Monday, August 30, 2010

Successful failures

At times I do evaluation work for academic institutions or even governments who want to know if research proposals are valid, promising, or problematic. I just finished one for a government which shall remain unnamed and I gave the proposal a conditional thumbs up. Part of what bothered me was the undifferentiated use of the word success. In the case of this proposal, which I need to treat a bit abstractly since confidentiality is part of what the evaluation system is predicated upon, the word success was used to describe the rhetorical strategies that convinced two countries to go to war.

Evoke an enemy, create a myth of persecution, build another myth of freedom fighting, build up the enemy to high threat levels, put forth a champion who will lead the glorious fight, and poof! War. Success.

We need to really think about success, don't we? We are succeeding right now in alienating much of the population of planet Earth. We are succeeding in polluting the seas, the rivers, the soil, the groundwater, the atmosphere, and each living being on Earth. We have succeeded, even, in changing our climate and worsening our natural disasters (pictured: Pakistan under flood). We are succeeding in hollowing out our economy with military spending that dwarfs all other items. We are succeeding in getting more guns into more hands and suffering more gun deaths by far than qualify for an official war--each and every year. We are succeeding in shifting profits to elites and unemploying millions of regular folks.

We teach our children to strive for success, but do we give them the tools to choose the right goals, so that their success isn't lethal to others, to life? We urge our students to dress for success, to plan for success, to prepare for success, to train for success, but is that success merely excess? Is it producing what will be good for those students or is it bringing us closer to the successful mortal blow to our human experiment?

The right in this country is stressing success in defeating Islam and in protecting gun rights. The left is stressing success in getting a few crumbs from the military corporate masters' table. Little is done by either left or right about our unraveling web of life. How can we redefine success so it means something tangible, something to the generations?

Suggested goals:
* eliminate war
* save the environment
* equalize wealth
* eliminate hunger

A modest proposal. So, what can accomplish all this? One thing. A grounding in nonviolence, as a principle, as a lifestyle, as a social good, as a fundamental approach to everything from conflict prevention to conflict management to conflict reconciliation.

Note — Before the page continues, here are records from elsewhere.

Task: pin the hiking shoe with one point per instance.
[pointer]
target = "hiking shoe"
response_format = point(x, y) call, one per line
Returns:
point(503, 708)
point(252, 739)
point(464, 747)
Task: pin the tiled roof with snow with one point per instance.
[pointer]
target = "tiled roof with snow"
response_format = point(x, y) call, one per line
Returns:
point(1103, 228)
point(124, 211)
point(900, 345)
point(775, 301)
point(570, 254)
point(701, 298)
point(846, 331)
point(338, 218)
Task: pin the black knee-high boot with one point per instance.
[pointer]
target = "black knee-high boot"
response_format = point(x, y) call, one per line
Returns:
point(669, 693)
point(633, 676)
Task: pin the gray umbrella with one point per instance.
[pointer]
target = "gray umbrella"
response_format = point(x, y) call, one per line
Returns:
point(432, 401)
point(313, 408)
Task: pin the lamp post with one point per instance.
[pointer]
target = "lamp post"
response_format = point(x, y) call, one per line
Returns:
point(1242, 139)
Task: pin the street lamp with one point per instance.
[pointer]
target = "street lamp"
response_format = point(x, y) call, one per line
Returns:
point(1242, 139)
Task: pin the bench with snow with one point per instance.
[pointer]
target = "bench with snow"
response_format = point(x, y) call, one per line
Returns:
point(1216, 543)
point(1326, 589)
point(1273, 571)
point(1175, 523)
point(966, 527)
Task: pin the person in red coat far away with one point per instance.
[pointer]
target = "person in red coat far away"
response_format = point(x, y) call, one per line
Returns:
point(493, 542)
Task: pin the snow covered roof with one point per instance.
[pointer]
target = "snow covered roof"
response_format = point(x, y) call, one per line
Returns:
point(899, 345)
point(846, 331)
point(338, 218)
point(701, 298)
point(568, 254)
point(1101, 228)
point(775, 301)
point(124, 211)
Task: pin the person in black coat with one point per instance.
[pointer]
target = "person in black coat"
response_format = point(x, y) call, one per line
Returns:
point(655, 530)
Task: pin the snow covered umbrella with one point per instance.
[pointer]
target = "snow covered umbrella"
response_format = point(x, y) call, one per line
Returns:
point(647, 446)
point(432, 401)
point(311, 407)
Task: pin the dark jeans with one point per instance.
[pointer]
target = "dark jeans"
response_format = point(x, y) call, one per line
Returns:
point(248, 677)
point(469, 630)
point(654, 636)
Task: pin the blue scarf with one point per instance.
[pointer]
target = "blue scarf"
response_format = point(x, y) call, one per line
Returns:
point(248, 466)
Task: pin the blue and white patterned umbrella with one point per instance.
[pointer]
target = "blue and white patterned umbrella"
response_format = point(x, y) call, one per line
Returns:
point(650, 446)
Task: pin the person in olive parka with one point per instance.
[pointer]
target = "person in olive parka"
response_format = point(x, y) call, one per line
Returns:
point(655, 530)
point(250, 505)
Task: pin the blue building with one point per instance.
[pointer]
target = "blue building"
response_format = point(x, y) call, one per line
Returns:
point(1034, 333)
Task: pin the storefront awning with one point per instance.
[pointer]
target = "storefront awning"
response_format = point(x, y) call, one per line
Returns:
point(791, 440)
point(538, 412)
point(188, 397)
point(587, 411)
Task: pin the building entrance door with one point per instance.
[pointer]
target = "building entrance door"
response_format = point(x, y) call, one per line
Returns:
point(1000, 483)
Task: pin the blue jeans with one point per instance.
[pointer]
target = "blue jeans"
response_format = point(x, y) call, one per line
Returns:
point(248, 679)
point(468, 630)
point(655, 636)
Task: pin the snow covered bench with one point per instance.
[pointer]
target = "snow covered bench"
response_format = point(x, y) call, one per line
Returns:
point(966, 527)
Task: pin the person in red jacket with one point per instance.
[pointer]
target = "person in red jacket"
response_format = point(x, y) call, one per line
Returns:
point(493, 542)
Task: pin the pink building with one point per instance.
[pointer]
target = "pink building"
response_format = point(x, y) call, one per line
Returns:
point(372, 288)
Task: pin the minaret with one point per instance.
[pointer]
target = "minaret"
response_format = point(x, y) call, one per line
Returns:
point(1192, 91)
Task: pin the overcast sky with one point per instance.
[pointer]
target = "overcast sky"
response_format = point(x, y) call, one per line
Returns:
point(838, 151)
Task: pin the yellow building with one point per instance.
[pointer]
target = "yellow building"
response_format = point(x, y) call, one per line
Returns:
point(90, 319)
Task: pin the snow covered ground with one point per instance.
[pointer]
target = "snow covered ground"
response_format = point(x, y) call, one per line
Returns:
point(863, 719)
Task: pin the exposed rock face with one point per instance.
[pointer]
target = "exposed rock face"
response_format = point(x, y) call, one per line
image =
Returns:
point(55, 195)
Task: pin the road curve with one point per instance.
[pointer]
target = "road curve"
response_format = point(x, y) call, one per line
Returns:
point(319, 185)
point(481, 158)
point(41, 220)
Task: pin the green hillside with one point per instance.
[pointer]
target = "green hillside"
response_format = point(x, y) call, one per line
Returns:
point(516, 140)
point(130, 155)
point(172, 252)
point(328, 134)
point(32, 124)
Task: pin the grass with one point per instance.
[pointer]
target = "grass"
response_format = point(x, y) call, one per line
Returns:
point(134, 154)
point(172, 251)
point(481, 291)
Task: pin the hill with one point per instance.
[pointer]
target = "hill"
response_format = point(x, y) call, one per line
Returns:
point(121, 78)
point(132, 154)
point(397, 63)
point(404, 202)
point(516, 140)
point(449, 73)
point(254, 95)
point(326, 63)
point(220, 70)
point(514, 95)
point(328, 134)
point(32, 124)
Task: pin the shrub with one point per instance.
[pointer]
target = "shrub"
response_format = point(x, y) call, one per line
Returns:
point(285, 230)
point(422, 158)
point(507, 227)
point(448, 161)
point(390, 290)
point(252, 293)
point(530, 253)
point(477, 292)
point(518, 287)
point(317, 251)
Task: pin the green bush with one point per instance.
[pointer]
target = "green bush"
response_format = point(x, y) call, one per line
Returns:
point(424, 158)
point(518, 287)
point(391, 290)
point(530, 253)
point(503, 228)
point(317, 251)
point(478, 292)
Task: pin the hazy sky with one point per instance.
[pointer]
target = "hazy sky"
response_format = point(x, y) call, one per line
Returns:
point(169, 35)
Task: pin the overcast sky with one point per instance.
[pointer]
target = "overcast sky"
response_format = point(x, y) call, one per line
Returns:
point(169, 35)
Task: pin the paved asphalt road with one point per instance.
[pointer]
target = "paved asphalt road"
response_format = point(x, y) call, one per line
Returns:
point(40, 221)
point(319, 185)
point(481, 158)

Nonviolence is the core and foundation of all worthy goals, and if it is central in our thinking, we will succeed.

There are no shortcuts to success, but there is a bottom-line value and commitment. Grounding ourselves and our children in nonviolence is not our best hope; it's our only hope. Saying no to violence is as important as saying yes to life, and using nonviolent force is how we can succeed. If we equivocate on this, we succeed only in the things that lead to failure. It really requires commitment.

Who is the judge of our commitment to nonviolence? Life itself. War is failure, poverty is failure, hunger is failure, and if our ecology continues to come apart, Mother Nature will show us how She deals with failures. Expect no mercy in that case. Nonviolence is defense against such potential disaster. Time to get serious and educated about this, if we hope for success.